Directly involved in the implementation of the curriculum and enhancing skills development as well as developing pedagogies for just transition in the wave of these developments are the VET Trainers, administrators/Principals and Directors who directly and closely work with the Ministry of Education and Sports (MoE&S). They explore various pathways for the different domains in various sectors such as agriculture, Metalworks, leisure and hospitality and Cyber Technology and design or review programmes suitable for them. Since majority of the BTVET/VET providers are private institutions, most of the formal institutions are managed by the Board of Management/Governors that pass on policies on the governance of such institutions. Associated with BTVET/VET institutions in Hoima are parents, workers, and VET graduates who feed the institution with learners, and offer various support such as advocacy and lobbying.
Also, there is a surge in local businesses such as transport, hotel, tour agencies, land and estate agencies as some of the potential collaborative agencies. As such, there are linkages and reliance of these businesses on the BTVET/VET graduates for their robust operations. How much of this linkage and reliance can result into advancement in the skills remains yet to be discovered and revealed by this study.

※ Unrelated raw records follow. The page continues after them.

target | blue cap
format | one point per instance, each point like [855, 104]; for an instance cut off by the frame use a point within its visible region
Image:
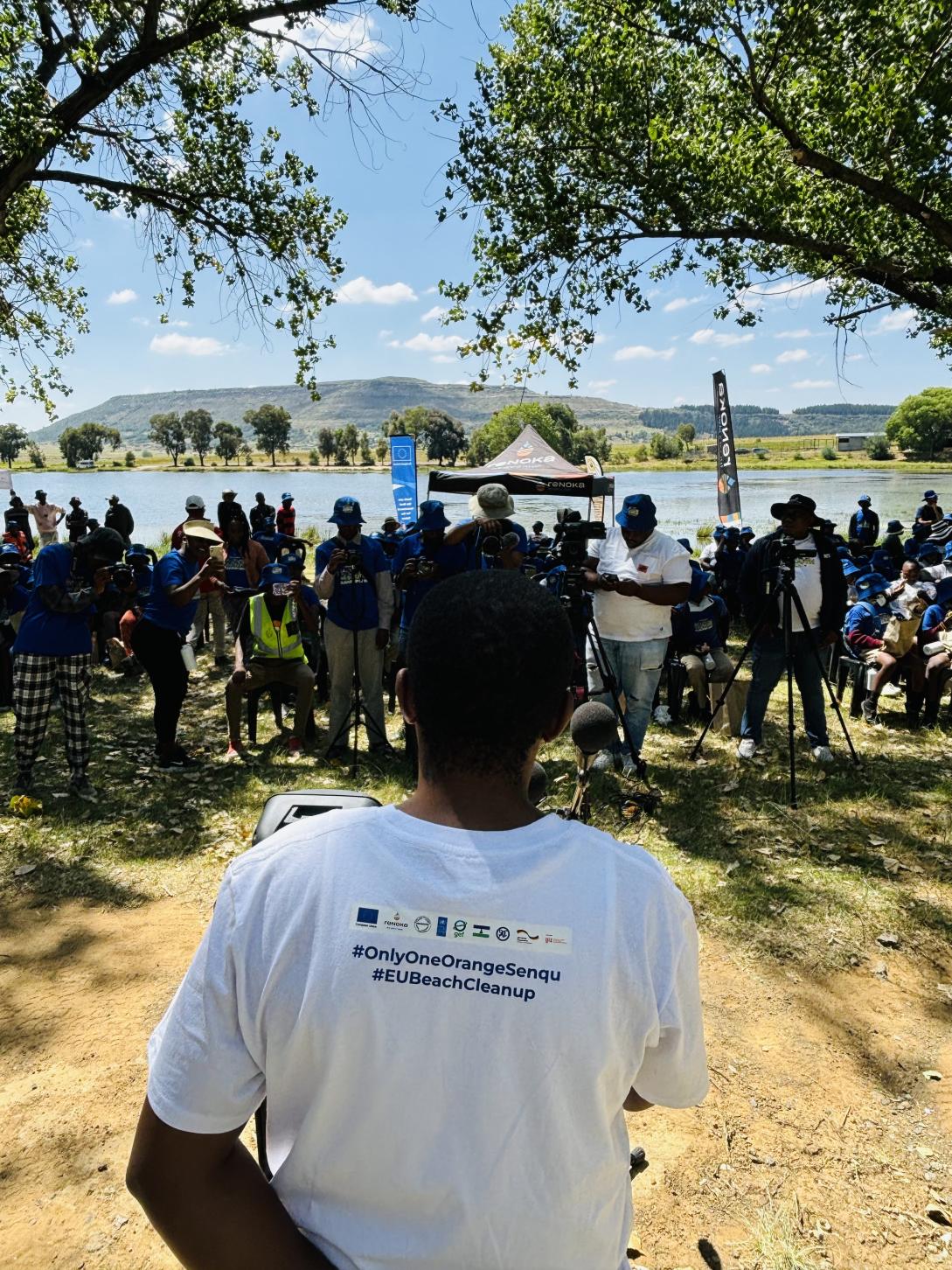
[637, 512]
[872, 584]
[347, 511]
[432, 516]
[273, 573]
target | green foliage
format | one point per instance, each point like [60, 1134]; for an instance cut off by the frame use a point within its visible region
[923, 423]
[142, 109]
[747, 141]
[87, 441]
[229, 440]
[168, 432]
[198, 429]
[13, 440]
[664, 446]
[272, 429]
[879, 449]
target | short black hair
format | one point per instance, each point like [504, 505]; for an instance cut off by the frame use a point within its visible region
[489, 659]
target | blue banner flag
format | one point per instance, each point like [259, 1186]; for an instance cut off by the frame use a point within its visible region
[403, 474]
[727, 486]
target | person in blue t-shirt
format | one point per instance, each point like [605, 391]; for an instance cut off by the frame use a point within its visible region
[423, 561]
[53, 646]
[935, 623]
[162, 632]
[356, 584]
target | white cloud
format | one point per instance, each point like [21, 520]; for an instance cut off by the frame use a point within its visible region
[720, 338]
[424, 343]
[896, 320]
[362, 291]
[643, 353]
[187, 345]
[682, 303]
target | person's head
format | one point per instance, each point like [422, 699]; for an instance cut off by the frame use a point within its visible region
[198, 541]
[347, 517]
[797, 516]
[101, 548]
[516, 643]
[637, 520]
[491, 502]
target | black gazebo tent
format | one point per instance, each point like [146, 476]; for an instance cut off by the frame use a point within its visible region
[527, 466]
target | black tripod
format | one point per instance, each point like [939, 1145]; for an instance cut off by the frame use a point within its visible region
[785, 587]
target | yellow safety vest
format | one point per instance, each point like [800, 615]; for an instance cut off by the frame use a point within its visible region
[269, 639]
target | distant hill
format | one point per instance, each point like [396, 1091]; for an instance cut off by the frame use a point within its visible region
[365, 403]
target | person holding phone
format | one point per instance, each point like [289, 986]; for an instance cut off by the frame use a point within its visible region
[269, 649]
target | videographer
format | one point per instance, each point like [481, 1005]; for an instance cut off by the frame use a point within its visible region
[822, 587]
[637, 576]
[357, 586]
[403, 1141]
[53, 648]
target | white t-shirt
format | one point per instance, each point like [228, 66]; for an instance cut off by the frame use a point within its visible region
[446, 1024]
[809, 584]
[659, 561]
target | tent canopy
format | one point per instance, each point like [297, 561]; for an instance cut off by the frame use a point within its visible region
[527, 466]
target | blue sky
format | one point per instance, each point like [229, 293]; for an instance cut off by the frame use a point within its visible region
[387, 317]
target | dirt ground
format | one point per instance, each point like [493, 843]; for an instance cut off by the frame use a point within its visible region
[820, 1144]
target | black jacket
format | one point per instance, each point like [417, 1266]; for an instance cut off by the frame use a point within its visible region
[760, 573]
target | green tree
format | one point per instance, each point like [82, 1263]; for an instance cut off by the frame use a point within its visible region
[13, 440]
[747, 141]
[326, 444]
[921, 423]
[272, 429]
[141, 109]
[87, 441]
[168, 432]
[198, 429]
[229, 440]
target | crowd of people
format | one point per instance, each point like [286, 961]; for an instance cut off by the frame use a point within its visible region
[241, 586]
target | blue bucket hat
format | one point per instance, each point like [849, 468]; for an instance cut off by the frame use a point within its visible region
[273, 573]
[432, 516]
[637, 512]
[872, 584]
[347, 511]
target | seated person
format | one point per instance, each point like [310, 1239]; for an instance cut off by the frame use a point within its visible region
[864, 632]
[699, 630]
[269, 649]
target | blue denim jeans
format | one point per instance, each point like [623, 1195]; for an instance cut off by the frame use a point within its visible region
[768, 665]
[636, 666]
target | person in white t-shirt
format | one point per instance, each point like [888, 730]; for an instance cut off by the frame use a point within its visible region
[449, 1005]
[637, 576]
[823, 592]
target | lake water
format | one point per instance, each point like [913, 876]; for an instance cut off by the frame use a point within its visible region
[684, 500]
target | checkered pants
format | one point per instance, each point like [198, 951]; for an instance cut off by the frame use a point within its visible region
[33, 679]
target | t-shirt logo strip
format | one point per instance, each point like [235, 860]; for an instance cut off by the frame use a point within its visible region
[448, 927]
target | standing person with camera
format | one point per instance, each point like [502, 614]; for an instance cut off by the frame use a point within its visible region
[823, 592]
[357, 586]
[637, 575]
[53, 648]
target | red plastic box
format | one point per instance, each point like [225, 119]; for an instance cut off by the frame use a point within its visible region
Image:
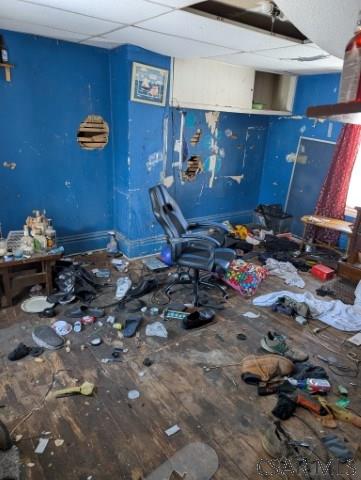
[322, 272]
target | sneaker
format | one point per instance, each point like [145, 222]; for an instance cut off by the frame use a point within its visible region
[46, 337]
[275, 343]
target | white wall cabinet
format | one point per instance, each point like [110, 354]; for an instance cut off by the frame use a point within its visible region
[210, 85]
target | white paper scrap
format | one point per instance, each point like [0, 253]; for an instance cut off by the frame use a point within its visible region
[43, 442]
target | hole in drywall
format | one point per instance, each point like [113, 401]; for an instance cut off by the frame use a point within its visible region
[93, 133]
[194, 166]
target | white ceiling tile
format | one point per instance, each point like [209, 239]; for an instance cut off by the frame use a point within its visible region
[167, 45]
[121, 11]
[293, 52]
[50, 17]
[24, 27]
[100, 42]
[175, 3]
[275, 64]
[204, 29]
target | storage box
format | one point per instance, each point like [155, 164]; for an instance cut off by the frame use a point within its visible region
[322, 272]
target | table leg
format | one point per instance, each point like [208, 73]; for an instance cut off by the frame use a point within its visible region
[49, 277]
[7, 287]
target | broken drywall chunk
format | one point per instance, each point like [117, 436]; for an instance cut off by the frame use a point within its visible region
[194, 166]
[196, 137]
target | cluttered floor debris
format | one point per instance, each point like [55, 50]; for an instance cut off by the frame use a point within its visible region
[133, 390]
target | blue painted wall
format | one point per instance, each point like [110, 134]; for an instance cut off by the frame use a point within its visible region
[144, 155]
[54, 86]
[284, 134]
[57, 84]
[230, 188]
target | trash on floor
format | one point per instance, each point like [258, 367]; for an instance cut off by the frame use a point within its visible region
[172, 430]
[46, 337]
[156, 329]
[43, 443]
[86, 388]
[245, 277]
[123, 285]
[250, 315]
[286, 271]
[62, 327]
[133, 394]
[196, 461]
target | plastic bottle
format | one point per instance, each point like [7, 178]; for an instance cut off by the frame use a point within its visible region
[112, 246]
[350, 87]
[312, 385]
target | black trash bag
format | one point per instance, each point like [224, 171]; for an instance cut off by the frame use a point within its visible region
[78, 281]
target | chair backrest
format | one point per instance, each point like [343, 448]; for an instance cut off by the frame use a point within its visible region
[167, 212]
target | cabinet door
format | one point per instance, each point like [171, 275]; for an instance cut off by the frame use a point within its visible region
[207, 84]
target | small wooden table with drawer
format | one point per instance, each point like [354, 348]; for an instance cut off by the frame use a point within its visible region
[26, 272]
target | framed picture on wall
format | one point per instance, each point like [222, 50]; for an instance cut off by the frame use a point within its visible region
[149, 84]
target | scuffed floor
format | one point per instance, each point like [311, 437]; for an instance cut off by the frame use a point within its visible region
[108, 436]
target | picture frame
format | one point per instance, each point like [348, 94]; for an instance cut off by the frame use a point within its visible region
[149, 84]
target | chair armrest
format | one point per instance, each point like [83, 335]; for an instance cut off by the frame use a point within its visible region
[217, 226]
[203, 243]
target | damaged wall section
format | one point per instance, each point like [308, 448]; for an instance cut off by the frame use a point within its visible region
[284, 134]
[56, 85]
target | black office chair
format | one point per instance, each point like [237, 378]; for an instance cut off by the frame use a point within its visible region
[171, 218]
[191, 247]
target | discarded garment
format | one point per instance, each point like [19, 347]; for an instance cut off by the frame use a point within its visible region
[286, 271]
[333, 312]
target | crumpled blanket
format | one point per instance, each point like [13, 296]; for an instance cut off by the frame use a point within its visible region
[286, 271]
[333, 312]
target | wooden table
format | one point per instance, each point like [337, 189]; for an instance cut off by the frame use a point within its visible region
[325, 222]
[27, 272]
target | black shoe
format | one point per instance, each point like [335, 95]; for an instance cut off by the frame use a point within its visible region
[199, 318]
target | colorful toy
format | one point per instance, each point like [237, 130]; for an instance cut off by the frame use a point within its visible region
[245, 277]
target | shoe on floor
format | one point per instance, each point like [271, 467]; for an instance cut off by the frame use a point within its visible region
[19, 352]
[198, 318]
[275, 343]
[83, 311]
[46, 337]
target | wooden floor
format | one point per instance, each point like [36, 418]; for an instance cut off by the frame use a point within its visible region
[108, 436]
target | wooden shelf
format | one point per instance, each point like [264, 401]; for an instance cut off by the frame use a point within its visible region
[7, 67]
[340, 112]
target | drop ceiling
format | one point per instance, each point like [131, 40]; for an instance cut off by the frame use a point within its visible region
[161, 26]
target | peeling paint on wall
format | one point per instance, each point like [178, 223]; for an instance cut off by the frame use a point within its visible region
[329, 130]
[196, 137]
[168, 181]
[9, 165]
[236, 178]
[229, 134]
[291, 157]
[212, 121]
[153, 159]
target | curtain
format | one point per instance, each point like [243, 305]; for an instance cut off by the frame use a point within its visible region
[333, 195]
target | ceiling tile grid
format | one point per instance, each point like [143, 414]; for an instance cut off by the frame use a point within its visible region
[160, 26]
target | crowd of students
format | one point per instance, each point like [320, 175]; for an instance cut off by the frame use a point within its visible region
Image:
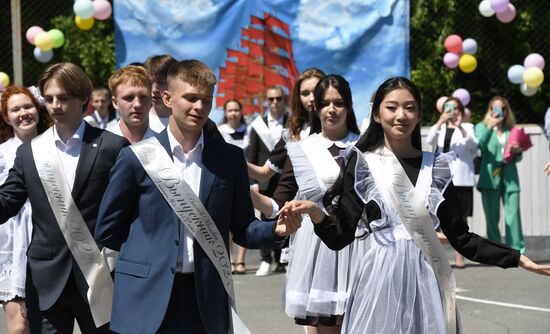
[130, 229]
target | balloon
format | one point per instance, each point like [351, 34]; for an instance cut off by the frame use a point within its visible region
[467, 115]
[84, 9]
[439, 103]
[84, 24]
[102, 9]
[534, 60]
[453, 43]
[527, 91]
[57, 37]
[485, 8]
[43, 41]
[533, 76]
[499, 5]
[32, 32]
[508, 15]
[469, 46]
[463, 95]
[451, 59]
[467, 63]
[43, 56]
[4, 79]
[515, 74]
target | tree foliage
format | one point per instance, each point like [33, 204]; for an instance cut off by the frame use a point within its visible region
[500, 46]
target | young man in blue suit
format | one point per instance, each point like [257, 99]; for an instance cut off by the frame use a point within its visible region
[173, 271]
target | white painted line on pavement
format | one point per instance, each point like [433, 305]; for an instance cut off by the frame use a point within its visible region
[490, 302]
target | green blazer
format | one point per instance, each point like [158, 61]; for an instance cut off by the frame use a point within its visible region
[491, 158]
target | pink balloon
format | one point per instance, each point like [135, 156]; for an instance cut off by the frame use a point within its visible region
[463, 95]
[451, 59]
[32, 32]
[499, 5]
[439, 103]
[453, 43]
[534, 60]
[467, 115]
[507, 15]
[102, 9]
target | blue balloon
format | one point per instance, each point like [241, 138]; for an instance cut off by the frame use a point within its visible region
[515, 74]
[43, 56]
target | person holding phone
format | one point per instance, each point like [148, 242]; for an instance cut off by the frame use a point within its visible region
[496, 179]
[451, 134]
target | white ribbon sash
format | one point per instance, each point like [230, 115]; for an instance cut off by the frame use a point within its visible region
[73, 227]
[410, 203]
[263, 132]
[192, 214]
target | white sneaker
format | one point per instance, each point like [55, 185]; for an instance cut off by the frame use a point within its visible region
[264, 270]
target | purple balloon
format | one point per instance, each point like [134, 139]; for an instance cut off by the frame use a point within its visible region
[499, 5]
[534, 60]
[451, 59]
[463, 95]
[507, 15]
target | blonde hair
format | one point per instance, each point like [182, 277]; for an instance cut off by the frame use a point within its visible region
[509, 120]
[70, 78]
[134, 75]
[194, 72]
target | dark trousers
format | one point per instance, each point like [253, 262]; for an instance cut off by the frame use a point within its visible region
[182, 314]
[61, 316]
[266, 255]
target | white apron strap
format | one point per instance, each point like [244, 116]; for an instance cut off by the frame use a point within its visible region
[73, 227]
[192, 214]
[263, 132]
[410, 204]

On their part, donor and NGO development partners have immensely come on board to support the local skills development technically and financially. These include DFID, SOGA, VSO, World Vision, USAID, GIZ and ENABEL. Apparently, there is justification for donors to invest in skills providers in the region with a particular pro-equity stance to justify the policy which will lead to better training, enhanced skills for decent work and livelihoods and hopefully equitable development in the region.
On the side of facilitating variables, the three arms of the Government of Uganda (GoU) and related statutory agencies/ authorities are directly or indirectly involved in terms of either policy direction, financial support of projects/programmes or regulation of VET institutions. Particularly, Education and Sports, Energy and Mineral Development, and Information and Communication ministries of Uganda, in conjunction with the entire executive, the legislative and the judiciary as arms of government get involved in the operation of oil and gas in terms of offering policy directions, laws and regulation monitoring and supervision at various levels. The guidance of these arms of government apparently facilitate or act as catalysts for the development of the skills ecosystem. Notably, in terms of state agencies, the regulate and monitor the compliance of the various companies to state policies related to oil production and environmental sustainability in the oil affected area.
In terms of operation,
In the Hoima case we are also interested in the role of the Bunyoro Kitara Kingdom and the Local Governments in the region as stakeholders and their role (or absence) in skills ecosystem enhancement. Similarly, we question the technical capacity of the VET institutions in the area to develop human skills to suit the requirement of the modern labour market. In addition, we are interested in the role or absence of crucial technical schools such as agricultural colleges. Finally, we also have big questions regarding the mismatch between the skills demand of the oil industry and their supply by the existing local VET institutions and the tensions regarding local versus national benefits especially from the oil exploration and development which will likely perpetuate instability in the oil developing area (“oil curse”).